For these reasons it is impossible to maintain the order of the Court of Appeal in the absence of evidence establishing the fact that the Company had no lands other than those required for the permanent way and

(1) Con. Stat. of Canada, cap. 66; (2) 22 Wall., 572; (3) 2 Otto.,

Bickford vs. The Grand Junction Railway Company.

station grounds, and otherwise for the efficient working of the railway. The mortgage cannot be pronounced wholly void on the ground now under consideration, unless this is shown. It lay upon the Respondents, who seek to avoid the mortgage, to prove this, but there is not the slightest evidence of it.

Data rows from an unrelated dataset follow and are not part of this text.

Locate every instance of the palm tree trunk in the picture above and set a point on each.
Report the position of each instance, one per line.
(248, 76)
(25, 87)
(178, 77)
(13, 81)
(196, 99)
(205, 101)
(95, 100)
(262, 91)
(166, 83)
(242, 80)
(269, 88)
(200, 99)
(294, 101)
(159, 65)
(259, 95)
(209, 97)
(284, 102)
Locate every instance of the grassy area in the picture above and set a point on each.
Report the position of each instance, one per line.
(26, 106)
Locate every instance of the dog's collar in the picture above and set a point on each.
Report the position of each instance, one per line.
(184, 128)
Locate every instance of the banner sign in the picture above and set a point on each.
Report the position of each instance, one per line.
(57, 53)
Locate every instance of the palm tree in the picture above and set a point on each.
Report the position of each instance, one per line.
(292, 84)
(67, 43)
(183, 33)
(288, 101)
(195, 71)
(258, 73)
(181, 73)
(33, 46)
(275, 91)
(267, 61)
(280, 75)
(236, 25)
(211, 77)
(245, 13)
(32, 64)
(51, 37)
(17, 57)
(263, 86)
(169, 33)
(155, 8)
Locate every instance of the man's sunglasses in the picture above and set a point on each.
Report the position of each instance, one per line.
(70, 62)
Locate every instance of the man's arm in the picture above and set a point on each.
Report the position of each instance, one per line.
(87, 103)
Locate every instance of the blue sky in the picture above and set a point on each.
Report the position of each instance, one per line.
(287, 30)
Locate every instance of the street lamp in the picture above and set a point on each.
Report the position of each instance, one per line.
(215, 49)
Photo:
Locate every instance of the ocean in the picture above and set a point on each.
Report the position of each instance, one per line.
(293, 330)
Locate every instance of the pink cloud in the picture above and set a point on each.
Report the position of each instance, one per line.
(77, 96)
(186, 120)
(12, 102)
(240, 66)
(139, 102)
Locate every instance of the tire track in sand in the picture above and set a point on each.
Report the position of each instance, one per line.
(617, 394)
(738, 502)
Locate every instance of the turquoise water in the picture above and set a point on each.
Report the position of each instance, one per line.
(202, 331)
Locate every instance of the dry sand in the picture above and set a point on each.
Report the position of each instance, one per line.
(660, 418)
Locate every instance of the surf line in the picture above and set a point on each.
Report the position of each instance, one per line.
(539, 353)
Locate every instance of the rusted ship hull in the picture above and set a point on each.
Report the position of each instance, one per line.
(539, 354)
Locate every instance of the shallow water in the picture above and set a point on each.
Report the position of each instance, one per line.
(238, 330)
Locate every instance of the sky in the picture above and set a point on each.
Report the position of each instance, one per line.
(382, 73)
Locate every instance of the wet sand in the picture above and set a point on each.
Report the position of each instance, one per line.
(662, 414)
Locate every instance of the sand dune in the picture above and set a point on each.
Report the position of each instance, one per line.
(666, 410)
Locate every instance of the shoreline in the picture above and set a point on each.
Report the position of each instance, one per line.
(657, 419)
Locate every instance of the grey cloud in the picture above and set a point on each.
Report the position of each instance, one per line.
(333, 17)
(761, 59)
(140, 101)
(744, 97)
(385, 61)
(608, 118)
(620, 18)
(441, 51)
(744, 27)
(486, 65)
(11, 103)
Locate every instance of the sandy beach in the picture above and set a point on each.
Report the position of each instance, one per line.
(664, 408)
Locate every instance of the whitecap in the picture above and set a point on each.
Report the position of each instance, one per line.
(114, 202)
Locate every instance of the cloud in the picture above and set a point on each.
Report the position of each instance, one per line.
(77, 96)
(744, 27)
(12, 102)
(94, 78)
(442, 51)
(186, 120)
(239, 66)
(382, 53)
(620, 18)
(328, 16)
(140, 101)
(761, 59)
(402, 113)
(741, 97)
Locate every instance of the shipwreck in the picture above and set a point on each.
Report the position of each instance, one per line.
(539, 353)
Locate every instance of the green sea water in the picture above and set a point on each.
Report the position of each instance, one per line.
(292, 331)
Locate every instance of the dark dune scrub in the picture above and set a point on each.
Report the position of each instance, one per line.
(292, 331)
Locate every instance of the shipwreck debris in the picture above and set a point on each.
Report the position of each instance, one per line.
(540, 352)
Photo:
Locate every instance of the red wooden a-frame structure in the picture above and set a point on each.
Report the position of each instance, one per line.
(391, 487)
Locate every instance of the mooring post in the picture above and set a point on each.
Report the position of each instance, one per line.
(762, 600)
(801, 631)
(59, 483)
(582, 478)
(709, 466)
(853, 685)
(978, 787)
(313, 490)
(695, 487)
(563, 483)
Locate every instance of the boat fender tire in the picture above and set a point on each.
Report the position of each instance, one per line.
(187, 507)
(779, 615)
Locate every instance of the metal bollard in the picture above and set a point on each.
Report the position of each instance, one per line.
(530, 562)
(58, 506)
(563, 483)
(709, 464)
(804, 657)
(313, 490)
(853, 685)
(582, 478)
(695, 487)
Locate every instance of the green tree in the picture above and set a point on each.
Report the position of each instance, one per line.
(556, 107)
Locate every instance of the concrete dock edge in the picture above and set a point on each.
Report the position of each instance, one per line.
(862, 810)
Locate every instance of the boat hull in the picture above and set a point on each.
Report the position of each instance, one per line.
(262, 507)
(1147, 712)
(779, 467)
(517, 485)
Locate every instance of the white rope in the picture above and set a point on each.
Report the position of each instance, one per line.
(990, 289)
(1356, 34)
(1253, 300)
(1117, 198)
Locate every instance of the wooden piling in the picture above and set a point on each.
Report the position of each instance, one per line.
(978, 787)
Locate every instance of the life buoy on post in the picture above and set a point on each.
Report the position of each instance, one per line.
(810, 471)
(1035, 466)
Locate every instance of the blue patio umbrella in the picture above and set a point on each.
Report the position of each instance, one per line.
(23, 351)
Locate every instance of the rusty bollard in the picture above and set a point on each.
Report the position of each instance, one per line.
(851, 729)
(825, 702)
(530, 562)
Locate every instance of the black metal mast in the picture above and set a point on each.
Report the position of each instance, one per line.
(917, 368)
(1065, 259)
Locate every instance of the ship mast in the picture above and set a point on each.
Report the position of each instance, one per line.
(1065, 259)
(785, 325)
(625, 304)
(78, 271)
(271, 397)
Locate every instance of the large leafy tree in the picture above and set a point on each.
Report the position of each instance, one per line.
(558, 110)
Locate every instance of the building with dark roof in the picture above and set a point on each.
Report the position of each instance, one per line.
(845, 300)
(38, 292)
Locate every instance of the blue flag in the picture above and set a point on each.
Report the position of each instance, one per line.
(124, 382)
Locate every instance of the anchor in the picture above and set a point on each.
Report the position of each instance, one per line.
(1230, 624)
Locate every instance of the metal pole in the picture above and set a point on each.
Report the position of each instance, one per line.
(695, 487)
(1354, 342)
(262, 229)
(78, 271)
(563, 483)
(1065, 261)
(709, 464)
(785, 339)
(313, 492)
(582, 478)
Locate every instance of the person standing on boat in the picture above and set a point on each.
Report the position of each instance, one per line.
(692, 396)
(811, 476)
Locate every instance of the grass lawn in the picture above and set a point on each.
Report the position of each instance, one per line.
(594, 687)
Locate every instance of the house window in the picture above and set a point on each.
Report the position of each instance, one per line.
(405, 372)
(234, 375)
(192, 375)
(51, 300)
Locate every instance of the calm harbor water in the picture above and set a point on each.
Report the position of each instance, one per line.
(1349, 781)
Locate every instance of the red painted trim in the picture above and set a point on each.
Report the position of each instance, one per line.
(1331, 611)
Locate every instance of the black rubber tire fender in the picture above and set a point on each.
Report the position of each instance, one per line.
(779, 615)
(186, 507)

Therefore, conceding for the present that the mortgage, if confined to the franchise, and to the railway and its adjuncts, would have been void as being a charge on subjects extra commercium, it does not follow that it may not be a good charge on other lands over which the Company had power of free disposition, and for that reason alone the order of the Court below should be reversed.

It is proper, however, to guard against the supposition that we express any opinion as to whether, if this mortgage had been confined to the railway itself and its franchises, it would have been wholly void and inoperative. Speaking for myself alone, and without expressing any decisive opinion, I think there was much force in the argument that a Court of Equity would give effect to such an instrument, at least to the extent of treating it as a good equitable charge upon the net earnings of the railway, a view which would have been quite sufficient to have sustained this appeal.

Further, the use of the word "franchise" seems to have led to some confusion in considering the rights of mortgagees of railways in this country. Strictly, the expression is not accurate as applied to a corporation constituted by Act of Parliament; it should be confined to corporations created by Royal grant or charter, the word "franchise" meaning a privilege granted by the Crown in the exercise of the Royal prerogative (1). It has,

(1) Chitty on Prerogatives of the Crown, pp. 118, 119.